From National Science Education Standards: Reproduction and heredity
What do you have in common with a banana? Even though we might not look alike, all living things—bananas and people included—are made up of the same basic material.
Just like houses are made up of smaller units such as bricks, all living things are made up trillions of microscopic building blocks called cells. Within an organism, each cell contains a complete set of "blueprints". These directions determine the organism's characteristics.
If we could zoom in on a single, tiny cell, we could see an even teenier "container" inside called a nucleus. It holds a stringy substance called DNA, which is like a set of blueprints, or instructions. DNA contains a code for how to build a life-form and put together the features that make that organism unique. Segments, or pieces, of DNA are called "genes". In living things, such as us, each gene determines something about our bodies—a trait. In our DNA there are genes that are responsible for hair color, eye color, earlobe shape and so on. We get our DNA from our parents. Some characteristics, like eye color, are pretty much entirely determined by DNA. Some are determined both by DNA and by your environment as you grow up, like how tall you will be as an adult. And some traits are not very directly tied to DNA at all, like the kind of books you like to read.
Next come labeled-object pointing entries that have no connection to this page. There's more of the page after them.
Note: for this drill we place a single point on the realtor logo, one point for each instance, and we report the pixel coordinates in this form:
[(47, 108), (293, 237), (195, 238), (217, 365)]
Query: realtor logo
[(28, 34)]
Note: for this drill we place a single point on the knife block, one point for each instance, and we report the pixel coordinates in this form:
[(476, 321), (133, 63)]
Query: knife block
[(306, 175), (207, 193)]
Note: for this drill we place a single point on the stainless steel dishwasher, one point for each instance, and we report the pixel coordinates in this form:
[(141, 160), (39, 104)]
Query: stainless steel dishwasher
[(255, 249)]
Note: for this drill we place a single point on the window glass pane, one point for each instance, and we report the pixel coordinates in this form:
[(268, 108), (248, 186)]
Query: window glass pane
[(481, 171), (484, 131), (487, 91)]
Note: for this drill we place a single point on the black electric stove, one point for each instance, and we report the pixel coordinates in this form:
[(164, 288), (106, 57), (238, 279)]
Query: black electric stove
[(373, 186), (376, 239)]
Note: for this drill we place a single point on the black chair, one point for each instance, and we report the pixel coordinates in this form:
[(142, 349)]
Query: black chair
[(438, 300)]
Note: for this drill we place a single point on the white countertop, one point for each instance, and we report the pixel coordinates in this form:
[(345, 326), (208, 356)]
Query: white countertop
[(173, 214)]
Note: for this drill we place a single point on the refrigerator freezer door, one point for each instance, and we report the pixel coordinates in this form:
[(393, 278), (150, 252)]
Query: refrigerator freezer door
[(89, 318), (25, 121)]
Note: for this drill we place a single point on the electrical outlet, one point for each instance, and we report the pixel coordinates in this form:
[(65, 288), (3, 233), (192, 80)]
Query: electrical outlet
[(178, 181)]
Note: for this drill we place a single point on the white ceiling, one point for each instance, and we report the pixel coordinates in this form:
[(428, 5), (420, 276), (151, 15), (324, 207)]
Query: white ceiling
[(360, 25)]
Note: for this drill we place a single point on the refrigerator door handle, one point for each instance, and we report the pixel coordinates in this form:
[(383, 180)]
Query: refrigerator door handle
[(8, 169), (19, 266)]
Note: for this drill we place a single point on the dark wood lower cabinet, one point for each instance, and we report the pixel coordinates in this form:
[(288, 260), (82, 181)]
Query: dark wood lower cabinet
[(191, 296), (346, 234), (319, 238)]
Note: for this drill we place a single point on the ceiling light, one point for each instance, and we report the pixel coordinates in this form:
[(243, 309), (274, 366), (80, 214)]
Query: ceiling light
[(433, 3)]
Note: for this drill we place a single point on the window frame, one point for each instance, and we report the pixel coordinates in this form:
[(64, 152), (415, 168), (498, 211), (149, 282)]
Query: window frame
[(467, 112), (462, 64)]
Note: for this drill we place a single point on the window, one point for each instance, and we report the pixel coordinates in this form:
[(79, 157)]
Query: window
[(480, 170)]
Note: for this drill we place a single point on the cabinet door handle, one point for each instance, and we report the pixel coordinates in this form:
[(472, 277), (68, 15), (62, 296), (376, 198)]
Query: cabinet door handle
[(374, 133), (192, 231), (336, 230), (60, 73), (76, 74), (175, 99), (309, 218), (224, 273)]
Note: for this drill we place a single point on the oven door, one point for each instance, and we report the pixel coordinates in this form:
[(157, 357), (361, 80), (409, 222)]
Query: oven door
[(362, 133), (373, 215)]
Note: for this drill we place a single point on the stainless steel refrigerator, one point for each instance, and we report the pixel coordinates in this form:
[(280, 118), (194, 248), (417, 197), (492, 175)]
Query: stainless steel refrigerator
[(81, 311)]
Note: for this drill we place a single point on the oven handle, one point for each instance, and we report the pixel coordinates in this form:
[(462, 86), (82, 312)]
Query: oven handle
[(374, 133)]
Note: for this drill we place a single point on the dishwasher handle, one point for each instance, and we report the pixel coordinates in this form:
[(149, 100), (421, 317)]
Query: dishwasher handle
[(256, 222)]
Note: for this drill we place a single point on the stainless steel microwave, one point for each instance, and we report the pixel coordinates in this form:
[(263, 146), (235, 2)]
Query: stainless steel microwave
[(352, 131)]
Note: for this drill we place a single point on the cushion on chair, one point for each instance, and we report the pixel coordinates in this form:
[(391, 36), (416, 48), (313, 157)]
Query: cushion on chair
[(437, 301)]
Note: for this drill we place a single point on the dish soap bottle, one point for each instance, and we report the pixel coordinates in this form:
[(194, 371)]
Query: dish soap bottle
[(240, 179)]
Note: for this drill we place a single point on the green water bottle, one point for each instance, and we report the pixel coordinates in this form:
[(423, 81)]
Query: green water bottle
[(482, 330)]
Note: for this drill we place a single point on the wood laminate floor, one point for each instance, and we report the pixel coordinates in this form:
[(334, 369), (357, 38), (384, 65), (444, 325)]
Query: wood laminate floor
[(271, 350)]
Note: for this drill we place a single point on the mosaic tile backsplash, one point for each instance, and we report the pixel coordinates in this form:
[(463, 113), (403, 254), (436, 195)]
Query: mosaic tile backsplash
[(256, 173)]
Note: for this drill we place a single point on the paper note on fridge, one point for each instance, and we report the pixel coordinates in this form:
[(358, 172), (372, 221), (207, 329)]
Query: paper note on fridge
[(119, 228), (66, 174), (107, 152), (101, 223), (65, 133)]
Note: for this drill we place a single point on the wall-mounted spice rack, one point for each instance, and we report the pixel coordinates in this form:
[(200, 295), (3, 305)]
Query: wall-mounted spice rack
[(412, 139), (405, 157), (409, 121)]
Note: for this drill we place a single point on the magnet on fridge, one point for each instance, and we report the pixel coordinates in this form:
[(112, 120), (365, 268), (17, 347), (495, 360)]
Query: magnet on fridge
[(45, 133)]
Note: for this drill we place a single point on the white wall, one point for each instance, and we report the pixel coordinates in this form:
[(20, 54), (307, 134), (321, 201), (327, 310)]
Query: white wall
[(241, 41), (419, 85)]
Just like us, banana plants have genes and DNA in their cells, and just like us, their DNA determines their traits. Using only our eyes, we couldn't see a single cell or the DNA inside of it. If we remove DNA from millions of cells, however, we will be able to view it without a microscope. That is what we will do today!
• Ripe banana
• Half cup of water
• Teaspoon of salt
• Resealable zip-top bag
• Dishwashing soap or detergent
• Rubbing alcohol
• Coffee filter
• Narrow glass
• Narrow wooden stirrer
• Place your bottle of rubbing alcohol into the refrigerator or freezer and let it chill for the duration of this experiment.
• Peel a banana.
• Put the peeled banana in a resealable zip-top bag and close the bag.
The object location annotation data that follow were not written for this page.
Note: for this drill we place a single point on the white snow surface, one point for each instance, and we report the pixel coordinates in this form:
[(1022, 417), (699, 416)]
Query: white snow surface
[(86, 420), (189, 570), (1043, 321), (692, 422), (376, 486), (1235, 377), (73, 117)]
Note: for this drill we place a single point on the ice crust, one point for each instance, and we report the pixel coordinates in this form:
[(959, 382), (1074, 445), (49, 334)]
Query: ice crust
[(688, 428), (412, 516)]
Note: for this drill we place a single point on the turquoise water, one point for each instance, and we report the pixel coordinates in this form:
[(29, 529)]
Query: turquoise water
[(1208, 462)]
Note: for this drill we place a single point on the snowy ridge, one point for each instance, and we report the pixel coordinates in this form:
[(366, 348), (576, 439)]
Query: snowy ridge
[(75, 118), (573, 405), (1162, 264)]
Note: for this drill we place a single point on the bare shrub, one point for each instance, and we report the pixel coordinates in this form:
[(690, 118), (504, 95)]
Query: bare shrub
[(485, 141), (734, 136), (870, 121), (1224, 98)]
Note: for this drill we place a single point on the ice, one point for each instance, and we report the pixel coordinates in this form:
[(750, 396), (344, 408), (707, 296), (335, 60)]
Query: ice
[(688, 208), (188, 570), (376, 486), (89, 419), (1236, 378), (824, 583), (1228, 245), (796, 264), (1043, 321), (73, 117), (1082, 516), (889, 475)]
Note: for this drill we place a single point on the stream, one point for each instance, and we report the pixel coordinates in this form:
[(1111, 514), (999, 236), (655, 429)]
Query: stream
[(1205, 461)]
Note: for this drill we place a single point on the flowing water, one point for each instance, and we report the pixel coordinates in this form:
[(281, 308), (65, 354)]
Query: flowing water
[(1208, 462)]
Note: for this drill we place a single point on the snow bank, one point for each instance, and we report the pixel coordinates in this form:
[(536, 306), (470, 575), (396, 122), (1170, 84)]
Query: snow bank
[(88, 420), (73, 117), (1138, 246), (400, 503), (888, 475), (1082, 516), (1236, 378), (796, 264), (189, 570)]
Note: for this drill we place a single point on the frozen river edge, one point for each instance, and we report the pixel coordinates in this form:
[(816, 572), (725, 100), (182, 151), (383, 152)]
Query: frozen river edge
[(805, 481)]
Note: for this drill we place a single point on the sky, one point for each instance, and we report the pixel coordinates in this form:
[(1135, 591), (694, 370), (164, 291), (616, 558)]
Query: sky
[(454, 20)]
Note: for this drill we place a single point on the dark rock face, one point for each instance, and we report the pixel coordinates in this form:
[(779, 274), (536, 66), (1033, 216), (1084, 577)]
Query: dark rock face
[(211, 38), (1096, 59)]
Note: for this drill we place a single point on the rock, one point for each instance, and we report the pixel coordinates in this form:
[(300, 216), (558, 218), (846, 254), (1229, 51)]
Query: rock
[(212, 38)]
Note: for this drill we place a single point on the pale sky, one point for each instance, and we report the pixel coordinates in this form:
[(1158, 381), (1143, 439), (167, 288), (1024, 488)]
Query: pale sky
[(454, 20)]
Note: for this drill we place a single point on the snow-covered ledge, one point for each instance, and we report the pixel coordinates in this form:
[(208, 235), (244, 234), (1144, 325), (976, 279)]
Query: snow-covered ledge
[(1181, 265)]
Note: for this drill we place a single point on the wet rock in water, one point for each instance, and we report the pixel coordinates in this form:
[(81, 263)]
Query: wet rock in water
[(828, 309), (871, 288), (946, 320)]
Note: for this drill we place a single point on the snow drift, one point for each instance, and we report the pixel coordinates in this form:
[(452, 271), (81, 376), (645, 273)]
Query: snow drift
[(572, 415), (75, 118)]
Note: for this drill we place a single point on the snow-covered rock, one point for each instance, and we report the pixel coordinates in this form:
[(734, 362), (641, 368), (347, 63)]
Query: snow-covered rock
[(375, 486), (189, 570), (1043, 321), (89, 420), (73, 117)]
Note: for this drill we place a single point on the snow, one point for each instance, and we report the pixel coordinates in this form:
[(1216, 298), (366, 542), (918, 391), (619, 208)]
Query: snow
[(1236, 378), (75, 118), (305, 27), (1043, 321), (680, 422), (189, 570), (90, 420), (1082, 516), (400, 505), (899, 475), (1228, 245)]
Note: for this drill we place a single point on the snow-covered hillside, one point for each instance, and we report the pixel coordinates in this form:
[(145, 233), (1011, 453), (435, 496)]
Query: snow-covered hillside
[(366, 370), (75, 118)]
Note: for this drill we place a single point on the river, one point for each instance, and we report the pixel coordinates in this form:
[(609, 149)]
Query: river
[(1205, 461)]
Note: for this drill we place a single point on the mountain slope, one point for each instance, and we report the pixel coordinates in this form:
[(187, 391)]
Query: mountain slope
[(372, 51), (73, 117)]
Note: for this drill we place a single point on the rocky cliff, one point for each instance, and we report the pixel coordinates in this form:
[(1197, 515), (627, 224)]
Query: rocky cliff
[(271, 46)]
• On a hard surface like a tabletop or kitchen counter, mush the banana in the bag for about a minute until it has a fine, puddinglike consistency and until all lumps are gone. Do not slap the bag or mash the banana too close to the bag's zip seal. (This could cause the seal to open and the banana to squirt out and make a mess.)
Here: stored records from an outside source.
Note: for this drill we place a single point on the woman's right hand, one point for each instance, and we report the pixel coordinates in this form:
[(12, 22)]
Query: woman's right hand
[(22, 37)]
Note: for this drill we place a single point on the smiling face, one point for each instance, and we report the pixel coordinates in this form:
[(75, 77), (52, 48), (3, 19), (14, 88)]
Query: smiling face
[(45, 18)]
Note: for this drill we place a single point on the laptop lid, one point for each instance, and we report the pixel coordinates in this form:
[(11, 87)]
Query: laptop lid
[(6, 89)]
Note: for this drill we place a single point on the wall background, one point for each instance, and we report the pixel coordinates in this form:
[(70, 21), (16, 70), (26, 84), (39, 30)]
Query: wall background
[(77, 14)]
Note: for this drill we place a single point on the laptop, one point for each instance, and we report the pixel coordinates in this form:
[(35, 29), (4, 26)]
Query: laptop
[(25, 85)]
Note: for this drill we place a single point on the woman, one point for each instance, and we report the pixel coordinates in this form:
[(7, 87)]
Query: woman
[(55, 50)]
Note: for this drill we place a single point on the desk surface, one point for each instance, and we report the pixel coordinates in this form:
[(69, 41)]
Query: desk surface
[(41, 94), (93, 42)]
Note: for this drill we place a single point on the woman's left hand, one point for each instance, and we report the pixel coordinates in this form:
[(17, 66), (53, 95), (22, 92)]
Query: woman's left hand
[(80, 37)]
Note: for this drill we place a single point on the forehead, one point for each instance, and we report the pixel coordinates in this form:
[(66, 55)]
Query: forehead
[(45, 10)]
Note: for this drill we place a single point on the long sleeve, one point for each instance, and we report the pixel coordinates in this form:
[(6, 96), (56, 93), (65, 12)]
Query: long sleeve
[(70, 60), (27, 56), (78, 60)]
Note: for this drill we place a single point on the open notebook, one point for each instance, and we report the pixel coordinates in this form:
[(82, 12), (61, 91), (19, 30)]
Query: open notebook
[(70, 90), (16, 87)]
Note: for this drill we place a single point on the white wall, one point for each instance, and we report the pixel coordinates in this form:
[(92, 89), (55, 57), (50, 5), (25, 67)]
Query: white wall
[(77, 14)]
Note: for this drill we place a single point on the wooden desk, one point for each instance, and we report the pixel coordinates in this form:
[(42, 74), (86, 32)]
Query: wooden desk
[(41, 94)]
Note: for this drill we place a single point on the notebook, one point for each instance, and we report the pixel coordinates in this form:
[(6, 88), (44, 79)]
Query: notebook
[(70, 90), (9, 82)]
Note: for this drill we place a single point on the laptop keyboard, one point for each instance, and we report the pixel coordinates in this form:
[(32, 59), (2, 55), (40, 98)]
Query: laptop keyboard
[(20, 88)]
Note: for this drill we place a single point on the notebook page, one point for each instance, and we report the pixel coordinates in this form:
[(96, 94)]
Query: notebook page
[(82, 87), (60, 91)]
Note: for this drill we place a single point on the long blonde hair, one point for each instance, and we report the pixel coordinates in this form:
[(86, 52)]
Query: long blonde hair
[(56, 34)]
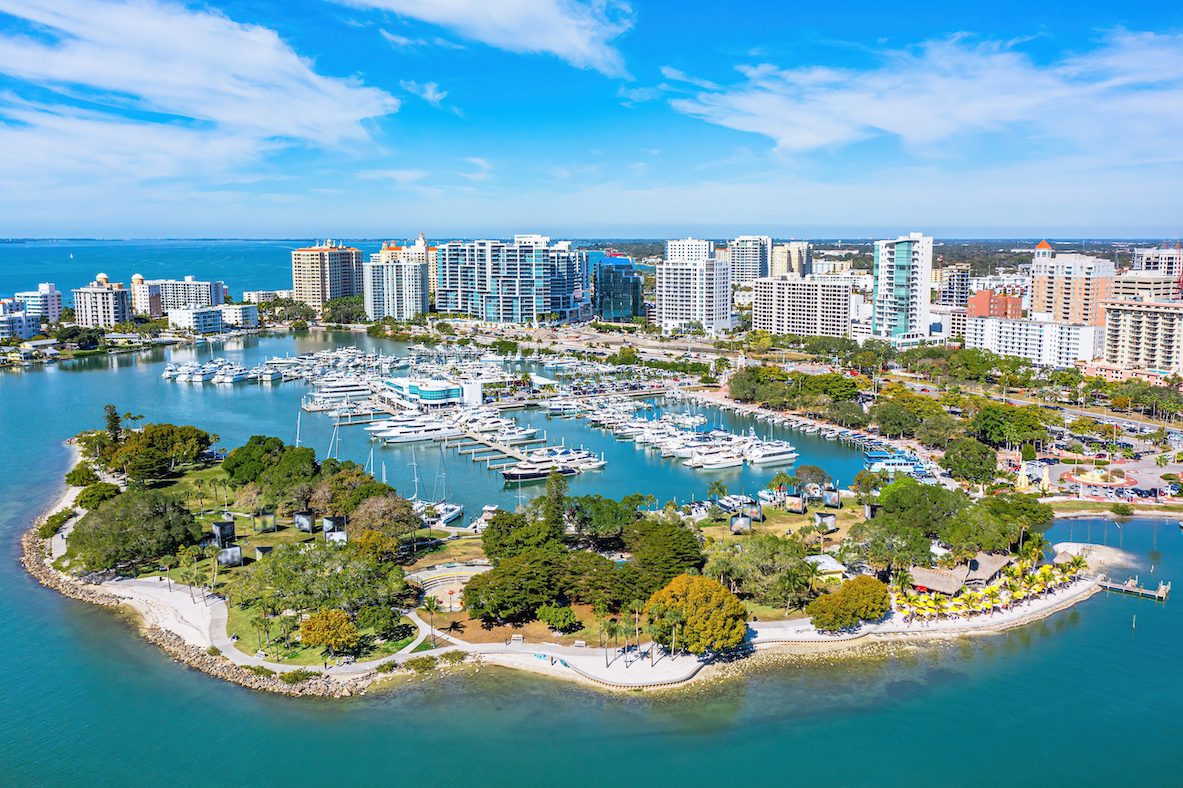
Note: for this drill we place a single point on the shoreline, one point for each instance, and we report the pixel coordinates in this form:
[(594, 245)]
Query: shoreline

• Fill a measuring cup with a half cup of hot water and a teaspoon of salt.
• Pour this saltwater into the bag, and close the bag. Gently mix and slosh the saltwater and mashed banana together for 30 to 45 seconds.
• Add a half of a teaspoon of dishwashing detergent or dish soap into the bag. Again, mix around the contents gently. You do not want the mixture to become too foamy.
• Place the bottom half of a coffee filter in a clear glass cup. The top part of the filter should be folded over the rim of the glass to keep it in place.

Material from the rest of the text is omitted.